We might learn about sex ed in freshman gym class, but — from what I remember — we just took notes from a Power Point about birth control and condoms.
Helpful, right? No.
Students already know about what condoms are and what the Pill is. I think that a students’ school — a place they should be going everyday — should be a great resource to learn about where to get condoms, birth control and sexual knowledge.
With this, schools should give its students a chance to have safe sex by providing condoms.
Students are very aware of the consequences of having sex before the sex actually happens. They know there is a chance of getting pregnant and STI’s. However, while students are in the moment, the last thing on their mind is being safe.
That being said, being “in the moment” isn’t an excuse to having unsafe sex, but if a guy has a condom in his wallet, he’d have the chance to make a good choice in practicing safe sex.
It’s quite clear by the fact that there are so many teen pregnancies (over 300,000) that the lack of a condom in a sexual situation doesn’t matter and that kids are going to find a way to have sex.
Providing condoms in school will promote sexual responsibility. As cliche as it is, it’s better to be safe than sorry.

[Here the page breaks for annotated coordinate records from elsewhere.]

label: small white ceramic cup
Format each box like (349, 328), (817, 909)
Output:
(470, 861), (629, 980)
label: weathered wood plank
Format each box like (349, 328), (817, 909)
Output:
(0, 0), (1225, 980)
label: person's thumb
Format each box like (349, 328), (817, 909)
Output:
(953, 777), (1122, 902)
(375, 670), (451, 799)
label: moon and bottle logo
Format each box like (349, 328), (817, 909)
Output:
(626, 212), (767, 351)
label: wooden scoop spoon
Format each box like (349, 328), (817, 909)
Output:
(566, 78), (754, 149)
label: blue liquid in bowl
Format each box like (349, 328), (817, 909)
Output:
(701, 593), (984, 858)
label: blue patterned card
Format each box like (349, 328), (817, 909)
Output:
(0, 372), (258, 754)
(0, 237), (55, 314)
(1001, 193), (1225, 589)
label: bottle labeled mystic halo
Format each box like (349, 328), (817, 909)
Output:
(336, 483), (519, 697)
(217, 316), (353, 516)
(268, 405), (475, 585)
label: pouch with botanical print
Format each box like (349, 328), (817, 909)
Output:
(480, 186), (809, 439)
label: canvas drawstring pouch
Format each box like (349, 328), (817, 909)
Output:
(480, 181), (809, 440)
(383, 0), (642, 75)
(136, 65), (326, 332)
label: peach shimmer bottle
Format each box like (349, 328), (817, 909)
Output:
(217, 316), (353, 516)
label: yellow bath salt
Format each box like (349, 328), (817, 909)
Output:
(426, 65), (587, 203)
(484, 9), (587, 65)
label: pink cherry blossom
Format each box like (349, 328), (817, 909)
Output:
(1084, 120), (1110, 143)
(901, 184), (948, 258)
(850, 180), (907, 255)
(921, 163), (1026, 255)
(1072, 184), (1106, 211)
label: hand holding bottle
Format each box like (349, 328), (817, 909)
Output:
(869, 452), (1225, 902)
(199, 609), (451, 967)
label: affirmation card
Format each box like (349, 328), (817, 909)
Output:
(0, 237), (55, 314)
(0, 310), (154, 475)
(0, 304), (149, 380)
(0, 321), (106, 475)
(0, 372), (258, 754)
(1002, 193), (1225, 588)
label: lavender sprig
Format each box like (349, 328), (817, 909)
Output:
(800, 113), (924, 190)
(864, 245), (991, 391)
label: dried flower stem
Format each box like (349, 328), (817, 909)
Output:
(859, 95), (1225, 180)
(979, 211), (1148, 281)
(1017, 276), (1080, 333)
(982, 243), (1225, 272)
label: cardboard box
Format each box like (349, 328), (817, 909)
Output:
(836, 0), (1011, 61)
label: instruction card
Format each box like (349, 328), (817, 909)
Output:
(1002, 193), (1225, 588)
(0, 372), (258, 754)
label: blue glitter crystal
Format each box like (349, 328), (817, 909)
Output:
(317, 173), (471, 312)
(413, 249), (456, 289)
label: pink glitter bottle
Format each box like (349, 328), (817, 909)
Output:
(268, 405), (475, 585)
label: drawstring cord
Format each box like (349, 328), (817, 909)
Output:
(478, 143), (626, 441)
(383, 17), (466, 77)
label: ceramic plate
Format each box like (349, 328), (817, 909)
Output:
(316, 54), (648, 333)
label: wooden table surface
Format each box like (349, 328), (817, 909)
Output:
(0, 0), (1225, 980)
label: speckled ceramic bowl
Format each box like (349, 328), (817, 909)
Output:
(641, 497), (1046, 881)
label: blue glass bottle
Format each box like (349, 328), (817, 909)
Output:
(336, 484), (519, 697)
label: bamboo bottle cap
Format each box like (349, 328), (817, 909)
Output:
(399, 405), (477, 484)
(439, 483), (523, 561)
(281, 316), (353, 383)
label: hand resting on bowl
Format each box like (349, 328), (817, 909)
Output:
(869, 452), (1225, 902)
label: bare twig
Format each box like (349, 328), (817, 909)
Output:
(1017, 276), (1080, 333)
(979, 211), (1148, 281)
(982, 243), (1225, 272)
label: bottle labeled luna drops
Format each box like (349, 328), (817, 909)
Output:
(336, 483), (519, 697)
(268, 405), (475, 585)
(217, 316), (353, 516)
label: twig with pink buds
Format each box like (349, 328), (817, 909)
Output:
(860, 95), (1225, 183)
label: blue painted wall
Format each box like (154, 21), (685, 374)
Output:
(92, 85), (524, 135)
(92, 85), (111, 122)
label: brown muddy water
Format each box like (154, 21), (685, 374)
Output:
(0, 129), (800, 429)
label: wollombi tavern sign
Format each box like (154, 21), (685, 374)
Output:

Students shouldn’t be stuck in the situation where they want to and feel ready to have sex and don’t have a condom. Students should have somewhere they could rely on to help them be prepared for when the time comes. Like stated before, students — even if unprepared — will participate in sex if they so desire.
Most of those who don’t believe condoms should be provided to students think that condoms would be a gateway to promiscuity and sexual acts. They believe that it’s too risky to expose the children to adult products. Plus, those who object claim that there are Planned Parenthoods and other accesses to condoms and other contraceptives.
But, there are only 820 Planned Parenthood locations across the United States. Compared to the whopping 24,651 public high schools, the small number amount of Planned Parenthood’s can’t cover the sexual information and safety needs of all the students in the states.
Most importantly, not having condoms isn’t the only factor holding kids back from having sex; introducing condoms and safe sex into schools will not change everything except the fact that more students would participate in safe sex, preventing the spread of STI’s and HIV/AIDS and teen pregnancies.
With the factor of teen pregnancy and an increased growth of STI’s and HIV/AIDS, the solution of whether all schools or no schools should supply condoms is growing to be an important topic. Eventually, there must be compromise and the benefits of providing condoms in schools obviously outweighs the risks.